Exercise: Section 10.2 of the limma User's Guide explains the components of a fitted model object. Identify the components of the linear model and empirical Bayes computation. What are the prior and residual degrees of freedom in this case? Try for example:
> class(fit) > names(fit) > fit$df.prior
> spottypes <- readSpotTypes() > spottypes > RG$genes$Status <- controlStatus(spottypes, RG) > table(RG$genes$Status) > plotMA(RG) > plotMA(RG,array=2)
Exercise. See the Limma User's Guide section on spot-types files. These provide a method for locating control spots or any other spots of interest by matching patterns using the probe IDs or names.
> RGne <- backgroundCorrect(RG, method="normexp", offset=25)
Background correction is more important than often appreciated because it impacts markedly on the variability of the log-ratios for low intensity spots. MA-plots using RGsu will show fanning out of log-ratios at low intensities. When using background subtraction, many spots are not even shown on the MA-plots because the background corrected intensities are negative leading to NA log-ratios. Fanning out of the log-ratios is undesirable for two reasons. Firstly it is undesirable than any log-ratios should be very variable, because this might lead those genes being falsely judged to be differentially expressed. Secondly, the empirical Bayes analysis implemented in eBayes() delivers most benefit when the variability of the log-ratios is as homogeneous as possible across genes.
Exercise. Examine closely the MA-plots from the default and normexp background correction methods. Notice that subtracting produces a decreasing fan effect with intensity while not background correcting produces an increasing fan effect. The 'normexp' produces a more balanced stabilization of the variances. It also preserves all the data.
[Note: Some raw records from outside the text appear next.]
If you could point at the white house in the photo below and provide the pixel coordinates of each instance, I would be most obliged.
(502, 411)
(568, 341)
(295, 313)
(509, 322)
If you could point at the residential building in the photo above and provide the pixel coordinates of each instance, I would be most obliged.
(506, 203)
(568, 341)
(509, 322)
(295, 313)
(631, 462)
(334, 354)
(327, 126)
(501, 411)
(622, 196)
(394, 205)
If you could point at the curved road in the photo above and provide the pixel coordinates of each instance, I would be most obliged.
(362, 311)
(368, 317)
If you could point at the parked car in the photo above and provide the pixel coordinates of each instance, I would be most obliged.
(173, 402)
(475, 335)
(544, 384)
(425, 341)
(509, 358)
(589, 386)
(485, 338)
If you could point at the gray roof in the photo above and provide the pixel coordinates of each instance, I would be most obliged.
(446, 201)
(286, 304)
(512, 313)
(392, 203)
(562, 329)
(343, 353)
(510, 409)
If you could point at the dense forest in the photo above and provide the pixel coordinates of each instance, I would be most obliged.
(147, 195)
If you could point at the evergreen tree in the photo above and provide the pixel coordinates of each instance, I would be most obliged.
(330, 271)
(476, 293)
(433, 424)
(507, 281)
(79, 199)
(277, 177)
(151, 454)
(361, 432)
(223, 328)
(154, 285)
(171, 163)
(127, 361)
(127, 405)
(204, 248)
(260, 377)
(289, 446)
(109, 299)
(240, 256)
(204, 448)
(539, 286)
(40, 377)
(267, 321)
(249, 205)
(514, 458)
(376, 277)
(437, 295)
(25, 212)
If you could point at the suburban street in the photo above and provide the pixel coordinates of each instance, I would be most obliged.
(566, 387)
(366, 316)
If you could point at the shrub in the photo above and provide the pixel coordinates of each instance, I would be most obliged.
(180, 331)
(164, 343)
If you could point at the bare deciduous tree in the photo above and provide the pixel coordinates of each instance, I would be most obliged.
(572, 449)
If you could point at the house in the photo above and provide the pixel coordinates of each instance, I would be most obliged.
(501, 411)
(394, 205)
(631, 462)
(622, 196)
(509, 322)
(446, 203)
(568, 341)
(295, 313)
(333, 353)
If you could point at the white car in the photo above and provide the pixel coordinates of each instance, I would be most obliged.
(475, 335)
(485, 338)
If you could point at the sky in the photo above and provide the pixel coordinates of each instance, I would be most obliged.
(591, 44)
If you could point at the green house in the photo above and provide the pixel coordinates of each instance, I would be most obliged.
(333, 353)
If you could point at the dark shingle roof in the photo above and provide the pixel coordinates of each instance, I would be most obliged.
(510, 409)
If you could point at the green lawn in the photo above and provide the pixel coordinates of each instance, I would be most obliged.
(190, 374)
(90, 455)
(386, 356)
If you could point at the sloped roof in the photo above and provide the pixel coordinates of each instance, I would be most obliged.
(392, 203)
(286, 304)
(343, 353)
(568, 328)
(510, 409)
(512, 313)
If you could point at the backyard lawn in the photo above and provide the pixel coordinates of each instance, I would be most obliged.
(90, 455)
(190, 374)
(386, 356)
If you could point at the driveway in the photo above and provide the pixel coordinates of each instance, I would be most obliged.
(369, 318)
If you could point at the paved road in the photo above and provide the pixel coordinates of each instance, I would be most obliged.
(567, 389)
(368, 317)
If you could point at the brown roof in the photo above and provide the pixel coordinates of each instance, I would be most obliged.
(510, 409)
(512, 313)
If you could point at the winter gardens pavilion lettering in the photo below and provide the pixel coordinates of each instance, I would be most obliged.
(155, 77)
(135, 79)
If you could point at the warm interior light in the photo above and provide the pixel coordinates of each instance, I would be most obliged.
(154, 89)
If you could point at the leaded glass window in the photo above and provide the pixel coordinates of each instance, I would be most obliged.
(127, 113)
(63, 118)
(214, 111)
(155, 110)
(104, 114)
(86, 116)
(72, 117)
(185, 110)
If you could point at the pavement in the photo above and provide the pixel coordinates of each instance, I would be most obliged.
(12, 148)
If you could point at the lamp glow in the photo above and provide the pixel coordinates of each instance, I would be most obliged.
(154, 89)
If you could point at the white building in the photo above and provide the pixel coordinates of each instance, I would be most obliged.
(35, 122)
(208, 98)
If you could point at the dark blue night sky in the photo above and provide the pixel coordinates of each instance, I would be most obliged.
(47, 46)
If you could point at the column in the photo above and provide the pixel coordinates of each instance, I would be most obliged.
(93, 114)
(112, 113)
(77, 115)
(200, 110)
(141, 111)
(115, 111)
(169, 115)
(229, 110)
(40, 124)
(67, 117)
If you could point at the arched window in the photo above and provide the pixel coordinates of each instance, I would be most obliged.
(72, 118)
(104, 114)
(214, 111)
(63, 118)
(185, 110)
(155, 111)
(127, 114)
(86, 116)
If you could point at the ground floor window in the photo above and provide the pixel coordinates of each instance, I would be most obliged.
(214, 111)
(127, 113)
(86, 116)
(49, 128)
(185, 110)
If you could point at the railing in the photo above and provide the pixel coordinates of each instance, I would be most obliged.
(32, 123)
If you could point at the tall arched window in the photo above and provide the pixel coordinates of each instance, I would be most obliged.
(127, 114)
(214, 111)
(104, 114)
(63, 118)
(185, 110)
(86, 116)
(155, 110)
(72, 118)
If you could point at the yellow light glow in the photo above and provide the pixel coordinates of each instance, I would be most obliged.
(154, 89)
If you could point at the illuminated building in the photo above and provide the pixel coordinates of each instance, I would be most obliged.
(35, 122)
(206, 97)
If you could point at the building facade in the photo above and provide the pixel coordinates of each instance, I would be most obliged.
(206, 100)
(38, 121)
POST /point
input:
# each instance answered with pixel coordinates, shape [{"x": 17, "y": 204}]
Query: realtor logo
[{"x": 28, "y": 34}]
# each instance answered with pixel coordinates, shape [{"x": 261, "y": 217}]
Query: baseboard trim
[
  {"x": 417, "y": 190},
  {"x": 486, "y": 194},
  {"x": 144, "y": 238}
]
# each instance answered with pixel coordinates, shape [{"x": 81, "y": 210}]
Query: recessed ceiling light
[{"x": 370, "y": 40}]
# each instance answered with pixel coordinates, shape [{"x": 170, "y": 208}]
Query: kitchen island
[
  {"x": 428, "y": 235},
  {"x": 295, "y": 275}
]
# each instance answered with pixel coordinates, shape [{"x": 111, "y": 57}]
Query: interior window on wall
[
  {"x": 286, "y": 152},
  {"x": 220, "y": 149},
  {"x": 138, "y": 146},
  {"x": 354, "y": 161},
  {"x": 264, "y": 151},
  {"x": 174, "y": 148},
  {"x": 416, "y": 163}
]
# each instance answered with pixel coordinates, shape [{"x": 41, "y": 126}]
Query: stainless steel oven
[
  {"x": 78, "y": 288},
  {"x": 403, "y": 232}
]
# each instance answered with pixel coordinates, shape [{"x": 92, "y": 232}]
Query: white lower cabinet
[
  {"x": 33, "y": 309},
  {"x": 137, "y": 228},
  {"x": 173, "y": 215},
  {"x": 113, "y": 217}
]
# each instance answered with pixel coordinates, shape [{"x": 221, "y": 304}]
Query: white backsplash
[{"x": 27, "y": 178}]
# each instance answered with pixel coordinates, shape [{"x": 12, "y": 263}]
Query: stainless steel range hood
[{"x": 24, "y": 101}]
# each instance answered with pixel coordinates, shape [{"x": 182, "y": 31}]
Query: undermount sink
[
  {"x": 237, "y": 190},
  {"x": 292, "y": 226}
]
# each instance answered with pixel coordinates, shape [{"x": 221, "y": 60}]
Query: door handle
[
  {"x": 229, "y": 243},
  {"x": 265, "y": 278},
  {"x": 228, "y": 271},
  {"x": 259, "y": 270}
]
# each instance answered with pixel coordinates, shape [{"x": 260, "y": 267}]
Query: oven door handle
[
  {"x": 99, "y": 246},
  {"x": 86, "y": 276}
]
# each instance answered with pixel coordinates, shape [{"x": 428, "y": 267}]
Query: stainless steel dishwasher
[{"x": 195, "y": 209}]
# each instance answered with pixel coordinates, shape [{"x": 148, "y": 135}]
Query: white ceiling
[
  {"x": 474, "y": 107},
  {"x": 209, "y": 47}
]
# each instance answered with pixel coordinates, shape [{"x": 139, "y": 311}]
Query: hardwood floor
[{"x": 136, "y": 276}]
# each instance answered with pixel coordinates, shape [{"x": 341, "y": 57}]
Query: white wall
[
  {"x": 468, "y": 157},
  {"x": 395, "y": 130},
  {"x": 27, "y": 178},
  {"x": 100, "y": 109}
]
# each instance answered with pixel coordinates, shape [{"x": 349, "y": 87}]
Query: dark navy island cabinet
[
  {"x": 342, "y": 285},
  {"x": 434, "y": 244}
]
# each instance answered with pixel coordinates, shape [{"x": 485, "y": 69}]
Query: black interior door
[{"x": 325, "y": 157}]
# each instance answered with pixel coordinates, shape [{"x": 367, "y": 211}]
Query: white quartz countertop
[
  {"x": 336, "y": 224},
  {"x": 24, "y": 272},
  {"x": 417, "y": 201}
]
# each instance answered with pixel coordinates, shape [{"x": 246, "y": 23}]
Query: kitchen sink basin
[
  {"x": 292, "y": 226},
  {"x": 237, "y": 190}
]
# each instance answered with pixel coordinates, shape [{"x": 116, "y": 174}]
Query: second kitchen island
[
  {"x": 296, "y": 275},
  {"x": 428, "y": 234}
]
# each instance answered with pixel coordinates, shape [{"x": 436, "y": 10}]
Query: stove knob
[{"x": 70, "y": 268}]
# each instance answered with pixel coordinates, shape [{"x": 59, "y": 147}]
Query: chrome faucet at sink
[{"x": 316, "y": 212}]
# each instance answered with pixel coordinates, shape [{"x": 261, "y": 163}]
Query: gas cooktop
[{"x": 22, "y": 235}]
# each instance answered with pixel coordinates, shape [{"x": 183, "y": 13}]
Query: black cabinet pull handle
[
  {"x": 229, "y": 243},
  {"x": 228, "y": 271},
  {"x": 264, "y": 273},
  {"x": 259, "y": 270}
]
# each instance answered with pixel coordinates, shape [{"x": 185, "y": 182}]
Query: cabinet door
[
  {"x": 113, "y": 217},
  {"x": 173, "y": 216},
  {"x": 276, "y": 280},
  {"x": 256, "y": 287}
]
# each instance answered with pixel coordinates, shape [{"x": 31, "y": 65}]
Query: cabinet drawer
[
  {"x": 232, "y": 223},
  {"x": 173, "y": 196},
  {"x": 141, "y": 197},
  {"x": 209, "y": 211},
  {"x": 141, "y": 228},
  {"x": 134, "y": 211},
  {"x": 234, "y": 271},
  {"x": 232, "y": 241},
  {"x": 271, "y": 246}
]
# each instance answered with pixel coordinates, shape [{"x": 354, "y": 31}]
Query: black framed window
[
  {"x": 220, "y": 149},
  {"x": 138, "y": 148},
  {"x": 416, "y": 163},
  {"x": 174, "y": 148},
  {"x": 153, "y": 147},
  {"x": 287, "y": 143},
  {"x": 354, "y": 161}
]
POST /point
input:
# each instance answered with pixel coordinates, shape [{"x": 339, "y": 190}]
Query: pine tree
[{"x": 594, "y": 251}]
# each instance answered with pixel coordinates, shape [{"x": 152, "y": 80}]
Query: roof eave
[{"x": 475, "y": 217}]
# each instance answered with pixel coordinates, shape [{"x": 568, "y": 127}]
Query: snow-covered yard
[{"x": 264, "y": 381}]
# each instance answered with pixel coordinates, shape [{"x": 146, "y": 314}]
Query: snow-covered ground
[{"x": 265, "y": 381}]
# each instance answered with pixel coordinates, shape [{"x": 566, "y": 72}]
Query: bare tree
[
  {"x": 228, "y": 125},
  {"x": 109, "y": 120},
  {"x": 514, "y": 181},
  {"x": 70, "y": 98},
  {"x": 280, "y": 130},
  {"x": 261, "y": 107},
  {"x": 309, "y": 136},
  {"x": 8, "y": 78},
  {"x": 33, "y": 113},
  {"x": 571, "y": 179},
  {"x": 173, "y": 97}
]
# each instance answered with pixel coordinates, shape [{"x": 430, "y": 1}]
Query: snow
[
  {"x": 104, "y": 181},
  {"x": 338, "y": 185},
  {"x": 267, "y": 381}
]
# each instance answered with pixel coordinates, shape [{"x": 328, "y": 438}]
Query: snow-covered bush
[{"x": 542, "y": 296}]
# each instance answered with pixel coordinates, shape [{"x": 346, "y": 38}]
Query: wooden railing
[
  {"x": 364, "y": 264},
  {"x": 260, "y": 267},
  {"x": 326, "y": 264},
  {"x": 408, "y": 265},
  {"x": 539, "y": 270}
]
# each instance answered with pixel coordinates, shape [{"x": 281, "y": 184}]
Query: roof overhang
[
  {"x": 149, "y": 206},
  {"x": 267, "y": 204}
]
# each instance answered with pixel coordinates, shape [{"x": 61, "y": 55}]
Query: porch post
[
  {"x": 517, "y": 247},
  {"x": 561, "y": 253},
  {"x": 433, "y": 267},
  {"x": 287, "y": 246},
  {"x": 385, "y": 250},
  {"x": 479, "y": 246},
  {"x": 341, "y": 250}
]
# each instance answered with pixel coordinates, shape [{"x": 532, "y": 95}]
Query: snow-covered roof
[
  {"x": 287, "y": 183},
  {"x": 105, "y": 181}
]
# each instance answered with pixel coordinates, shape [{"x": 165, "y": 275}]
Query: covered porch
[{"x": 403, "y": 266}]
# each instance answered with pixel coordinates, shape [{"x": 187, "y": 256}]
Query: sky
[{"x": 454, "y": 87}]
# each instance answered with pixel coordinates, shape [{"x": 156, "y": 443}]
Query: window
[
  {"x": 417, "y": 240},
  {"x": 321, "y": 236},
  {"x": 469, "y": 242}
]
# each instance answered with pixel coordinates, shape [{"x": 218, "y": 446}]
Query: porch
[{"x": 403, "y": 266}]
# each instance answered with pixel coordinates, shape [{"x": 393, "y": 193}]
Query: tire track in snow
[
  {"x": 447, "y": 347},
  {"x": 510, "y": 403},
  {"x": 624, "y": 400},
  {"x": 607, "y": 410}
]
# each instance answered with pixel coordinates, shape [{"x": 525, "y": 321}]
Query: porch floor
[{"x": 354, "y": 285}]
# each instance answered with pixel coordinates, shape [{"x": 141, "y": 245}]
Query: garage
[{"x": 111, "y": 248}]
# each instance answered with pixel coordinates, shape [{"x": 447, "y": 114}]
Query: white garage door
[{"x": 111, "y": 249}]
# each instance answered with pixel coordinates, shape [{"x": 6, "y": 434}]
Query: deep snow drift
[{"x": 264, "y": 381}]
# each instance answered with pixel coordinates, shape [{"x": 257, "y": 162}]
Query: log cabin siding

> plotMA(RGne) > plotMA(RGne, array=2)
The basic design matrix simply records which arrays are dye-swapped:
> design
We will find however that it is much better to include a "dye effect" term in the model. For direct two-color designs, this always takes the form of an intercept term:
> design2 <- cbind(Dye=1, design) > design2
Repeat the normalization:
> MA <- normalizeWithinArrays(RGne)
Prepare to remove the control spots:
> isGene <- RG$genes$Status=="Gene"
Repeat the differential expression:
> fit <- lmFit(MA[isGene,], design2) > fit <- eBayes(fit) > topTable(fit, coef="b7plus") > summary(decideTests(fit))
Exercise: What are the prior degrees of freedom for this fit? How has it changed from the quick fit in Step 6 above?
Thanks to Yee Hwa Yang for making the beta7 data available.